One major primitive feature of Nigeria’s new capital is the sight of Vehicle Inspection Officers (VIOs) converting major highways — especially at locations of traffic lights — to checkpoints for verifying vehicle particulars. The result is that it is difficult to have a smooth ride from one part of the city to another without burning more time and fuel to pass through VIO checkpoints. 

In decent societies, a hand-held device can tell whether a vehicle is licensed or not. The man-hours wasted on VIO queues can be put into more productive use. And the ugly sight of underhand dealings that go on between the VIO staffers and motorists can be banished. Abuja is supposed to be Nigeria’s Washington for God’s sake. This insistence by elements such as the VIO and area council tax enforcers to block highways in search of both legitimate and illegitimate dough must be stamped out once and for all.

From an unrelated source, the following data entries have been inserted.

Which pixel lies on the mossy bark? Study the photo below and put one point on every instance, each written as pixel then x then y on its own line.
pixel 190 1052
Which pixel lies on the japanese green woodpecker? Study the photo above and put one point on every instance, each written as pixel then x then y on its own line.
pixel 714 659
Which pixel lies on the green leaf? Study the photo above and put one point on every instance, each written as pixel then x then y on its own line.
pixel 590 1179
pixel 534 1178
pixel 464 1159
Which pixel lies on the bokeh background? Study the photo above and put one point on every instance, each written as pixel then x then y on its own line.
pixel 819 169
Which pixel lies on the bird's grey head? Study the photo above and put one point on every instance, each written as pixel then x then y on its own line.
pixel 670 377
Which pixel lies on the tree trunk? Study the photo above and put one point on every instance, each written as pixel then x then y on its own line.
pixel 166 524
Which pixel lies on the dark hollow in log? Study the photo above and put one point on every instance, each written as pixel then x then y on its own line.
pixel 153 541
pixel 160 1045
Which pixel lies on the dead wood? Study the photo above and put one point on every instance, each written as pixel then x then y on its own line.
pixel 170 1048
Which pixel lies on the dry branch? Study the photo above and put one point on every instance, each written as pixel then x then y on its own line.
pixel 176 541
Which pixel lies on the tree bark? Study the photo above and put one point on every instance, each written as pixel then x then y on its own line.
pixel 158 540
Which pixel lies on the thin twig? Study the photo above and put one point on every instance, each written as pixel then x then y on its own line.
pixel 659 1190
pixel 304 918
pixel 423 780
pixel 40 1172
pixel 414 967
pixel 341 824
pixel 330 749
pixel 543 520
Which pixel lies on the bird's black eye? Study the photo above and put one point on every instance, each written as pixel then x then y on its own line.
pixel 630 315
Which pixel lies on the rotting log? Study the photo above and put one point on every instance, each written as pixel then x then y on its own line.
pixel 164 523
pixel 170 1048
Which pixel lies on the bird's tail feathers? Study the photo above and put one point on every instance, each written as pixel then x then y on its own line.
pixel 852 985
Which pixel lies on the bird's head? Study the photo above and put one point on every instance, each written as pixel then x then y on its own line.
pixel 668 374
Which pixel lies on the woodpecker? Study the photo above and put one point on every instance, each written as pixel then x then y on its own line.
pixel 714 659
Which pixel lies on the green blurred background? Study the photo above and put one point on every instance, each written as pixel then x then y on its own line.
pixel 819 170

On the restoration of the masterplan, the minister himself is not under the illusion that he can restore all sections of Abuja to what was originally planned. That is simply not possible, otherwise the presidential villa will be one of the prime targets. 

Estates And N5 Million Hurdle:

But there are areas, especially in the mushrooming estates, where the minister ought to check how many times the masterplans have been revised and whether conservation means anything to the developers. It will be interesting to know how many large estates have two outlets as required by urban planning rules. 

At the peak of the rainy season, some estates were drenched in stagnant water because the developers indiscriminately increased the number of housing units originally approved by the authorities, and some of the added units sat on waterways. It will be worth the minister’s while to examine the original approved masterplan of the estates, not the revised versions which are achieved by underhand dealings.

From inception, Abuja ought to have been developed with a tram or light rail service as an integral part of the city’s design. Now the city lacks even taxi parks. Bus stops, too, came as an afterthought. The result is that commercial vehicle operators have to create their own parks and arrange to ‘settle’ government officials who routinely stop by to collect ‘toll’. 

Wike is hoping to generate enough money to fund his vision for the FCT. Yes, the math looks attractive. If only 50,000 housing units pay the N5million C of O fee announced by the minister, that would amount to N250 billion. But how many house-owners can afford to pay N5million within the four month deadline announced by the minister? In these harsh economic times, the minister has to be realistic. Maybe those in government can cough up N5 million at the snap of the fingers. Ordinary Nigerians can’t. 

The minister has since reduced the fee to N3.5 million, but that, too, is little comfort. The more realistic thing is to stretch out the payment over a more elastic time frame.